Engineering Decisions, Tips & Techniques
No Comments Metric is King
In October of 1991, I was part of a six-person task force that was given six months to revolutionize stamping die architectures for automotive tools. We had to scrap 75 years of history and re-invent how dies were designed and built.
The goal? Save 30% of tooling costs.
It took me four months to convince management that hard metric was the way forward. I had three arguments to support my views. Keep in mind this was 1991 and not 2001:
Product data is hard metric. The tools should be too.
The business will become global by the end of the century. The rest of the world uses the metric system for measurement.
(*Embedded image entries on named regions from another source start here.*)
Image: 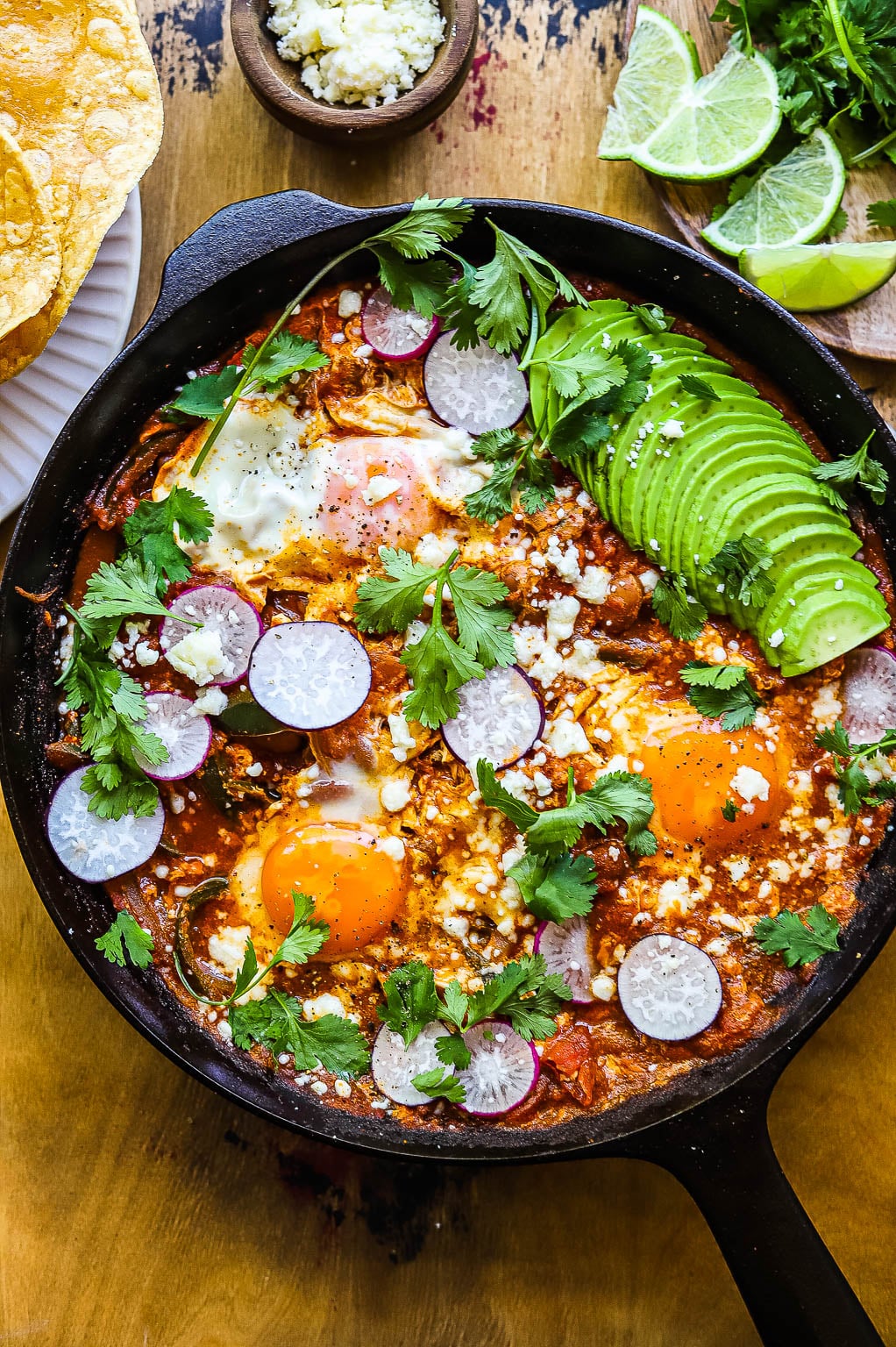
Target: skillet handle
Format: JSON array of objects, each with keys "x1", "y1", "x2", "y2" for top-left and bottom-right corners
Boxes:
[
  {"x1": 637, "y1": 1081, "x2": 884, "y2": 1347},
  {"x1": 144, "y1": 191, "x2": 369, "y2": 332}
]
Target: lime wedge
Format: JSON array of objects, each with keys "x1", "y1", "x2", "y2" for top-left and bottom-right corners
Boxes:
[
  {"x1": 632, "y1": 47, "x2": 781, "y2": 182},
  {"x1": 703, "y1": 128, "x2": 846, "y2": 257},
  {"x1": 741, "y1": 241, "x2": 896, "y2": 314},
  {"x1": 597, "y1": 4, "x2": 700, "y2": 159}
]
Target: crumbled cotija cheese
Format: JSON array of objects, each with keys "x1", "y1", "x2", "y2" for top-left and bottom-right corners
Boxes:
[{"x1": 268, "y1": 0, "x2": 444, "y2": 108}]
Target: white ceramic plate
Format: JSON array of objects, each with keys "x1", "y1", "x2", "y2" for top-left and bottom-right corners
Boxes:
[{"x1": 0, "y1": 189, "x2": 141, "y2": 520}]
Globally sourced metric components are 30% cheaper than their inch equivalents.
The team did not see a correlation between units of measure on product design to die design. Shot down.
The team did not think, at the time, that tools running in North America would be built in China or Korea. Shot down.
Save 30% on components? That is a significant savings toward our goal. Roughly 30% of the tool bill was components. This means we can save 9% of the tool bill on just components. We are almost one-third of the way home. Sold.
Truth is, the metric system is so damn easy to use. It is based on the number “ten”. There is no “five thousandths and one tenth” or “fifty millionths” talk. No. It is 0.001 millimeters. Simple.
I have personally converted several “mom and pop” die shops to metric. And they have not looked back.
If you are still using inch, go cold turkey and start using metric today.